In thinking about the role of representation in White Noise (and the Perec and Godard), I keep coming back to the problem of persuasion. In chapter 6, Jack is driving his son Heinrich to school. Heinrich is being a wisenheimer. What at first may appear to be a hackneyed episode of the teenage son pushing dad’s buttons, becomes a rumination on the challenges of apprehending truth and reality for oneself.

“It’s going to rain tonight.”

“It’s raining now,” I said.

“The radio said tonight.”

“Look at the windshield,” I said. “Is that rain or isn’t it?”

“I’m only telling you what they said.”
”Just because it’s on the radio doesn’t mean we have to suspend belief in the evidence of our senses.”
”Our senses? Our senses are wrong a lot more often than they’re right. This has been proved in the laboratory. Don’t you know about all those theorems that say nothing is what it seems? There’s no past present or future outside our own mind.”

“What good is my truth? My truth means nothing.”

“Is there such a thing as now? ‘Now’ comes and goes as soon as you say it.”

“First rate,” I told him. “A victory for uncertainty, randomness and chaos. Science’s finest hour” (22-24).


This exchange underscores the conflict between the mass-mediated experience and the senses of the individual. Which reference is more reliable? More accurate? More true? More real? What is the significance of the invocation of scientific language and the methodology of science in the novel?
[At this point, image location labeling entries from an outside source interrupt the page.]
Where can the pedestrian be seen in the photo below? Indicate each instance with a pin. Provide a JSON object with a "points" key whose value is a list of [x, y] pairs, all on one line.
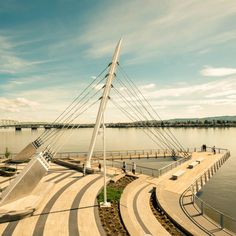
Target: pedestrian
{"points": [[204, 147], [124, 166], [133, 168]]}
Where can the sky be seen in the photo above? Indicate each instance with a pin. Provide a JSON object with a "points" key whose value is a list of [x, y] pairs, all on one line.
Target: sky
{"points": [[181, 54]]}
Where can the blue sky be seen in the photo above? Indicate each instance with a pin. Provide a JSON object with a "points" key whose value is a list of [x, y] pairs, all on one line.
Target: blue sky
{"points": [[180, 53]]}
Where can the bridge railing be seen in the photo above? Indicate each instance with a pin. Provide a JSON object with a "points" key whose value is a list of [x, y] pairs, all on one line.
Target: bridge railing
{"points": [[118, 153], [223, 220]]}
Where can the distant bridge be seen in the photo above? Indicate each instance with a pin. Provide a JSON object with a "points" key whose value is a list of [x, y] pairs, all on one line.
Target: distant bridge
{"points": [[45, 125]]}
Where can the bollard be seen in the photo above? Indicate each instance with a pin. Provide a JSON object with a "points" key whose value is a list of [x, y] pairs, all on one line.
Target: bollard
{"points": [[209, 174], [205, 177], [197, 187], [201, 182], [221, 221]]}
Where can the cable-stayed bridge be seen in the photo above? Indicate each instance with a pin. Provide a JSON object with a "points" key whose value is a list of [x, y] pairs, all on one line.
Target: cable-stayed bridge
{"points": [[113, 86]]}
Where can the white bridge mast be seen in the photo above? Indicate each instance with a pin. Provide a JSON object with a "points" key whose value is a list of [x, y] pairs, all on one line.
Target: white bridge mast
{"points": [[103, 102]]}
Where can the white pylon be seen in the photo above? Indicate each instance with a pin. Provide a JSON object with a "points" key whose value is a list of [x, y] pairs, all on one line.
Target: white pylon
{"points": [[103, 102], [104, 203]]}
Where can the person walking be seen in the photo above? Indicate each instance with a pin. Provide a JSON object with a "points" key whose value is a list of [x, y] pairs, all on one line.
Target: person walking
{"points": [[133, 168], [124, 167]]}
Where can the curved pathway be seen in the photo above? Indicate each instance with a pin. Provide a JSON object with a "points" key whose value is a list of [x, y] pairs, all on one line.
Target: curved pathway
{"points": [[69, 204], [136, 211]]}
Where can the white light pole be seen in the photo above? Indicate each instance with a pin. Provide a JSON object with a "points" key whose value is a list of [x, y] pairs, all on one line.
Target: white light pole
{"points": [[104, 203]]}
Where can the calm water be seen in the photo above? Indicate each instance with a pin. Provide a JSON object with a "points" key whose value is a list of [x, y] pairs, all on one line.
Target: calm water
{"points": [[220, 191]]}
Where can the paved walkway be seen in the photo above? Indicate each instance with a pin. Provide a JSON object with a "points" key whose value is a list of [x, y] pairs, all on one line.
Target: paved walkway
{"points": [[136, 211], [65, 210], [169, 192]]}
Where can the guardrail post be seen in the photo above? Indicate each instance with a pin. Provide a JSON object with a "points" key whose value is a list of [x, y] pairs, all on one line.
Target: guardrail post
{"points": [[197, 188], [202, 208], [221, 221], [205, 177]]}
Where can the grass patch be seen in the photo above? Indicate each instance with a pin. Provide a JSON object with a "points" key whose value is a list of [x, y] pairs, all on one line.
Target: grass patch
{"points": [[113, 195]]}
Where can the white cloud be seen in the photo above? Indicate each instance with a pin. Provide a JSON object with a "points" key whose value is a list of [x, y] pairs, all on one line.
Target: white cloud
{"points": [[158, 27], [147, 86], [218, 72]]}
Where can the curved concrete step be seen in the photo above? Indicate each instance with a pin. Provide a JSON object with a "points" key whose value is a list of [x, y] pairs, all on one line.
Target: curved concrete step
{"points": [[135, 209]]}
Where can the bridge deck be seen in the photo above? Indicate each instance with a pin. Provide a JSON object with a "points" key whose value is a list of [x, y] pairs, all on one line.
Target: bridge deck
{"points": [[169, 193]]}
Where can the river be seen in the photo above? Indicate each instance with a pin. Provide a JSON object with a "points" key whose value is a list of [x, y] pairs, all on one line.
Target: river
{"points": [[219, 192]]}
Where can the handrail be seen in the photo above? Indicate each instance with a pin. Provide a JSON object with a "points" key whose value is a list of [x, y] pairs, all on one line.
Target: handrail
{"points": [[196, 199], [220, 212]]}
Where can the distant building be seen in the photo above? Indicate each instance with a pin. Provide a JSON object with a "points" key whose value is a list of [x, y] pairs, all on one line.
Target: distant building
{"points": [[8, 122]]}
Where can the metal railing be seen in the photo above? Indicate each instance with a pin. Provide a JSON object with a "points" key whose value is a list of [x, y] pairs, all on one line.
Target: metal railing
{"points": [[120, 153], [223, 220]]}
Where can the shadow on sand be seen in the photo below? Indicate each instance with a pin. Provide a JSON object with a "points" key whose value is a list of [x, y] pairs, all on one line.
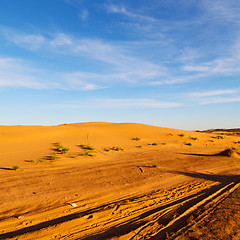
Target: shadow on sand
{"points": [[139, 220]]}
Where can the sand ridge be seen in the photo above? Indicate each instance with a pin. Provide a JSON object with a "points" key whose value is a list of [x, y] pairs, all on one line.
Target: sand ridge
{"points": [[127, 183]]}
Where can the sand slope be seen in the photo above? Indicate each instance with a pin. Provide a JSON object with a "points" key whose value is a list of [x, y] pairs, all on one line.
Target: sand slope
{"points": [[124, 188]]}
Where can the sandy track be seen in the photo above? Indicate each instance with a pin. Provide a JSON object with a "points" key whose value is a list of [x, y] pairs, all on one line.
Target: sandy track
{"points": [[150, 216], [119, 195]]}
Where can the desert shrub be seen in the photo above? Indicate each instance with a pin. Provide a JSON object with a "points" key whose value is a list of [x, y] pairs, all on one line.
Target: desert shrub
{"points": [[86, 147], [117, 149], [136, 139], [107, 149], [15, 167], [54, 157], [194, 139], [31, 160], [87, 153], [64, 150]]}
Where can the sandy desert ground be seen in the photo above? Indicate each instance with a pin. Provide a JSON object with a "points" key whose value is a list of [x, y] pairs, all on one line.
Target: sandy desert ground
{"points": [[118, 181]]}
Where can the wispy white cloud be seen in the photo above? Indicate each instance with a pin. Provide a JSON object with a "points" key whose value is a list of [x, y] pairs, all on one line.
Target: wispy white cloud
{"points": [[213, 93], [15, 73], [120, 64], [121, 9], [219, 100], [118, 103], [18, 73], [83, 14]]}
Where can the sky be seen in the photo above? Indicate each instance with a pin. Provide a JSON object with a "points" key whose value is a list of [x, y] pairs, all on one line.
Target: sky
{"points": [[168, 63]]}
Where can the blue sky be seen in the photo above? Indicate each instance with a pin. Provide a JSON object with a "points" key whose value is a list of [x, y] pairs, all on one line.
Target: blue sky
{"points": [[162, 62]]}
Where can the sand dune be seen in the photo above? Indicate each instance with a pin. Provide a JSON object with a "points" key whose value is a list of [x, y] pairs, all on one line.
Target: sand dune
{"points": [[112, 181]]}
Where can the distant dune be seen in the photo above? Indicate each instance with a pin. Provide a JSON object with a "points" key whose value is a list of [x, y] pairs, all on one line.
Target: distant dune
{"points": [[103, 180]]}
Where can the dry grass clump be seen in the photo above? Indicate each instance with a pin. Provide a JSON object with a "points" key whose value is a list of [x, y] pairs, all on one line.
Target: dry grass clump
{"points": [[230, 152], [86, 147], [15, 167], [136, 139], [60, 148], [114, 149]]}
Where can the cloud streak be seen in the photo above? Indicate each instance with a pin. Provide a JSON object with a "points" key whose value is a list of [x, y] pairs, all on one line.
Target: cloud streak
{"points": [[118, 103]]}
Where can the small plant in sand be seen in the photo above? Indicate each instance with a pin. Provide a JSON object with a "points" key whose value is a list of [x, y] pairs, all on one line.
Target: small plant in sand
{"points": [[31, 160], [87, 153], [86, 147], [107, 149], [195, 139], [54, 157], [60, 148], [136, 139], [15, 167]]}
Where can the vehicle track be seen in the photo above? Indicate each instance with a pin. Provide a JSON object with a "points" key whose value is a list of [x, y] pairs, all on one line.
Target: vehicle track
{"points": [[155, 215]]}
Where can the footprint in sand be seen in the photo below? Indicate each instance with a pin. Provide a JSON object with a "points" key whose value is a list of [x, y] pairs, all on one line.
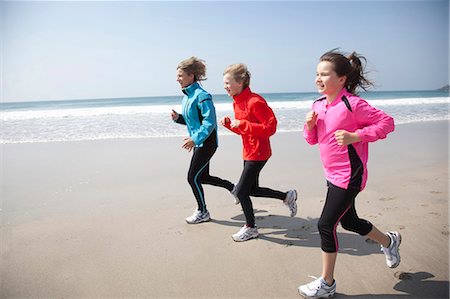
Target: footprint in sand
{"points": [[435, 192], [403, 275], [386, 199]]}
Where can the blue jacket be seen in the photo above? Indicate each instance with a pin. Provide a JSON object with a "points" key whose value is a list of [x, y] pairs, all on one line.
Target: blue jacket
{"points": [[199, 115]]}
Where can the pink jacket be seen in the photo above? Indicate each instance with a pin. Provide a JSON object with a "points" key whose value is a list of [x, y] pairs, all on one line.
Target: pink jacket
{"points": [[346, 166]]}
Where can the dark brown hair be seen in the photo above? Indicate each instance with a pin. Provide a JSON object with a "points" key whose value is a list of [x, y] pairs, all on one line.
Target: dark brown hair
{"points": [[194, 65], [351, 66]]}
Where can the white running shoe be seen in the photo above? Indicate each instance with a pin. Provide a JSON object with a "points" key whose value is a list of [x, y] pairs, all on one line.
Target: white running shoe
{"points": [[234, 193], [317, 289], [392, 252], [291, 201], [245, 233], [198, 217]]}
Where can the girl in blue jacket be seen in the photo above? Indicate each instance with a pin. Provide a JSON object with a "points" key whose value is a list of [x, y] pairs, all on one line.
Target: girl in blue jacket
{"points": [[199, 115]]}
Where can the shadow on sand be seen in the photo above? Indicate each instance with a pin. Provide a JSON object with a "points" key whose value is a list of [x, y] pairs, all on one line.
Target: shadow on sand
{"points": [[302, 232]]}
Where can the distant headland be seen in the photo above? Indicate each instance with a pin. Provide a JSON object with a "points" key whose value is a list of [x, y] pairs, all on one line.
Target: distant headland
{"points": [[444, 88]]}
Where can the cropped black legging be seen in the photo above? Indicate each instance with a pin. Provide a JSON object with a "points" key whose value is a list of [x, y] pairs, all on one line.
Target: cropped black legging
{"points": [[248, 185], [340, 207], [198, 174]]}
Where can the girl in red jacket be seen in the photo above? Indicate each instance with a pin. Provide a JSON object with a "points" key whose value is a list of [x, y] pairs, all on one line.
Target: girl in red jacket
{"points": [[255, 122]]}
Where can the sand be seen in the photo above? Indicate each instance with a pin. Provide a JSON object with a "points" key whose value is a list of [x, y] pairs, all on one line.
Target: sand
{"points": [[106, 219]]}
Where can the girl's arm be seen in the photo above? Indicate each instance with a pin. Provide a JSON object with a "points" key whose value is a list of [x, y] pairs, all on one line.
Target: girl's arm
{"points": [[376, 123], [208, 112], [267, 125], [226, 122], [310, 128]]}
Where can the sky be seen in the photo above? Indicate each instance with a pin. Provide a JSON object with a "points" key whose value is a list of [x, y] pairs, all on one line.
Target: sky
{"points": [[112, 49]]}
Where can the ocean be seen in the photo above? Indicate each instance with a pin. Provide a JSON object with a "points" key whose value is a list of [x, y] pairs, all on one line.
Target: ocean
{"points": [[149, 117]]}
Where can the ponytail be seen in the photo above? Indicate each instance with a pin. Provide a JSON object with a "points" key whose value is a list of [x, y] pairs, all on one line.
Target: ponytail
{"points": [[351, 67]]}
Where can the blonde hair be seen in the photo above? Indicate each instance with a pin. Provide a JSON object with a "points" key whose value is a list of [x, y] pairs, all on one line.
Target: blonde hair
{"points": [[239, 72], [194, 65]]}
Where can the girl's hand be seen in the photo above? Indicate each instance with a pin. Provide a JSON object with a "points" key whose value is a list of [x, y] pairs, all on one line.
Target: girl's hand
{"points": [[225, 120], [188, 144], [345, 138], [174, 115], [235, 123], [311, 119]]}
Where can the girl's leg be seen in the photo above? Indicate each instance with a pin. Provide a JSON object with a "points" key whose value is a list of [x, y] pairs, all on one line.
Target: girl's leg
{"points": [[338, 202], [247, 180], [258, 191], [379, 237], [206, 178], [199, 163], [328, 263]]}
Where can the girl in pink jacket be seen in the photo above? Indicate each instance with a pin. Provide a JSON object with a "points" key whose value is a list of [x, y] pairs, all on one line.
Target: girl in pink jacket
{"points": [[342, 124]]}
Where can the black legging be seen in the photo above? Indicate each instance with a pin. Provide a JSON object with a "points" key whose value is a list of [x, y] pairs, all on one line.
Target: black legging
{"points": [[249, 186], [198, 174], [340, 207]]}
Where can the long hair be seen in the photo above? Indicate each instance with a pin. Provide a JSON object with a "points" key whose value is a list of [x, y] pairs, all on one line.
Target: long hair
{"points": [[351, 66]]}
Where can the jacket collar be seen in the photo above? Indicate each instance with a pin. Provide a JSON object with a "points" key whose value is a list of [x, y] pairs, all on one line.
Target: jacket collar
{"points": [[189, 90], [244, 95], [342, 93]]}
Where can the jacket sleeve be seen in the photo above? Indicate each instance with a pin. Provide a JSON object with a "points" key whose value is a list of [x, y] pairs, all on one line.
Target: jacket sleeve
{"points": [[267, 125], [180, 119], [376, 124], [209, 122], [310, 136], [235, 130]]}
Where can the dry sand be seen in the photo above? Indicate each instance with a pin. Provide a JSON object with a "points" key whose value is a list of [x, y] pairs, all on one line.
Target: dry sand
{"points": [[106, 219]]}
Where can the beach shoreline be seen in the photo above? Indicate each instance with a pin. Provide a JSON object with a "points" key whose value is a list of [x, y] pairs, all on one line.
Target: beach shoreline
{"points": [[105, 218]]}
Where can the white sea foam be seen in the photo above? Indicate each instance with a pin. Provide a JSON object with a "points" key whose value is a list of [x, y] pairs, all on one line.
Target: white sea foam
{"points": [[55, 123]]}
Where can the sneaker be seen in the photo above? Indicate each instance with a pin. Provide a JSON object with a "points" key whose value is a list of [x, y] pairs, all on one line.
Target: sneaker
{"points": [[234, 193], [392, 252], [245, 233], [198, 217], [317, 289], [291, 201]]}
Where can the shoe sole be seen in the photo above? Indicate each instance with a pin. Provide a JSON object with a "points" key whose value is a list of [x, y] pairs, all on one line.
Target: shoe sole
{"points": [[398, 249], [293, 215], [255, 237], [201, 221], [316, 297]]}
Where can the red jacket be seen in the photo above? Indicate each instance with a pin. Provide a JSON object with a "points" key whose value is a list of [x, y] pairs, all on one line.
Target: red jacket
{"points": [[258, 123]]}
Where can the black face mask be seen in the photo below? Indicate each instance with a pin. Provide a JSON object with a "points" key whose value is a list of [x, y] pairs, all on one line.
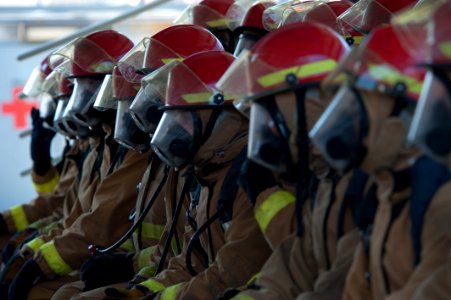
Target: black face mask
{"points": [[340, 132], [181, 148]]}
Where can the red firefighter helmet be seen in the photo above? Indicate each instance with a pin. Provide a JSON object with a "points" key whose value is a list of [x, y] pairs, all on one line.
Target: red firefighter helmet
{"points": [[34, 82], [193, 81], [285, 57], [96, 53], [211, 14], [381, 64], [365, 15], [173, 43]]}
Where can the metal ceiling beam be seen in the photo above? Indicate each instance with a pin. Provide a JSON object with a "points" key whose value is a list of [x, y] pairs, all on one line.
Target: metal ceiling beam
{"points": [[88, 29]]}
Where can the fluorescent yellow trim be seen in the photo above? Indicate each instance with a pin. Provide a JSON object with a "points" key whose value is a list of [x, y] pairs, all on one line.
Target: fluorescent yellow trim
{"points": [[54, 259], [148, 271], [128, 246], [144, 256], [197, 97], [35, 244], [169, 60], [300, 71], [47, 187], [271, 207], [218, 23], [171, 292], [445, 48], [19, 217], [153, 285], [392, 76]]}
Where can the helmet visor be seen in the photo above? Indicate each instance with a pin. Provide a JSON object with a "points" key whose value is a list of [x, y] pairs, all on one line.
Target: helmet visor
{"points": [[341, 129], [173, 140], [86, 55], [364, 15], [32, 87], [431, 126], [145, 107], [104, 99]]}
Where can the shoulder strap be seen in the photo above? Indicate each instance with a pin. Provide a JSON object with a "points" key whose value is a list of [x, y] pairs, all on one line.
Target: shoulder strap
{"points": [[229, 188]]}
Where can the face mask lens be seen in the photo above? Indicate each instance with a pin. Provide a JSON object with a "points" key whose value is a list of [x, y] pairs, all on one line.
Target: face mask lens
{"points": [[82, 101], [173, 140], [126, 132], [268, 139], [340, 131]]}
Thinking about the radio as a form of mass media, how does it differ from television (image) and newspaper (text)? What is the significance of the auditory register in the novel’s representation scheme (and commentary)? What truth is revealed – or concealed – in moments where the “white-noise” of the background is fore grounded (often in statements which seem non sequitur. For example: “blue jeans tumbled in the dryer” (18), or “the smoke alarm went off in the hallway upstairs, either to let us know the battery had just died or because the house was on fire. We finished our lunch in silence” (8).

Heinrich’s philosophical play also points to the problem of event and presence. He seems to suggest that if the world is merely a construct of the mind, it has no fundamental timeframe: “There’s no past present or future outside our own mind.” Moreover, the simple act of trying to apprehend the “now” removes you from the present moment: “’Now’ comes and goes as soon as you say it.”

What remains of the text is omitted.